Not socialism? What do you suggest we call it, then?
There are other ways to address a rise in uncompensated care besides – well, I’m going to use the accurate term, at least until you can explain why it’s not accurate – socialism.
Mr. Dings said,
February 11, 2010 at 1:40 am
I did examine my conscience last evening, as I am wont to do and I must apologize for damning any human beings on this planet. Not my call. It’s insurance, and insurance is, by its very nature socialistic, but it is not socialism. I just returned from a trip down south and in a small town near the Suwanee River I saw a vacant building with huge signs in its windows declaring “Hands Off Our Health Care.” I doubt whether half the town has any since I saw no major industries but the usual fast food and fast everything joints like WalMart. But, damn, we ain’t gonna have the government involved in our health care.

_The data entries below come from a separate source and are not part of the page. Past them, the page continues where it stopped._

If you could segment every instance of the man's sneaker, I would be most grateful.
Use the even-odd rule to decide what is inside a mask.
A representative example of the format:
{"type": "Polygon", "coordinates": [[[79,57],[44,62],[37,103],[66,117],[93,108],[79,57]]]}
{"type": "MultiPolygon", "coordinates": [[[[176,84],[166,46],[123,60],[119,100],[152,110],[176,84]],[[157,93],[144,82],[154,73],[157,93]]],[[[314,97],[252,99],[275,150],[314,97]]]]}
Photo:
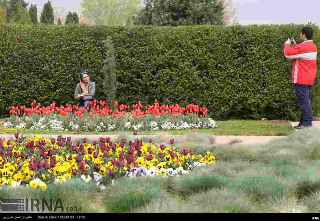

Can you spell Medicaid?
And another thing, this just out about Wellpoint in CA raising their rates to smoke out the unemployed sick who are skewing the balance sheets by hanging on to their exorbitant COBRA plans, even tapping their retirement funds to do so. Oh yeah, I trust Wellpoint. I trust AIG. It’s not insurance, it’s wagering with the goal to win by not paying out claims. But plenty’s paid out to lobby against a universal health care plan like every other country we compete with on this planet.
http://www.marketwatch.com/story/wellpoint-faces-firestorm-over-profits-2010-02-10?reflink=MW_news_stmp
“As we continue the health insurance reform debate in Washington, this announcement reminds us that too many Americans can be left with unaffordable insurance each time the rates or rules change in the private market,” Sebelius writes in her letter, adding that “we need health insurance reform that will give American families the secure, affordable coverage they need.”
Bentnotesmanhisself said,
February 12, 2010 at 3:07 am
In a free-market arrangement, if a person’s insurance company raised rates or altered coverage arbitrarily or on short notice, a consumer could just say, “I’m not getting my money’s worth. I’m going down the street to a more competitive insurer.”
In our semi-free market environment, most people don’t seem to feel that their insurance companies are jacking around with them. Polls bear this out. Even fewer would feel so in a completely free market.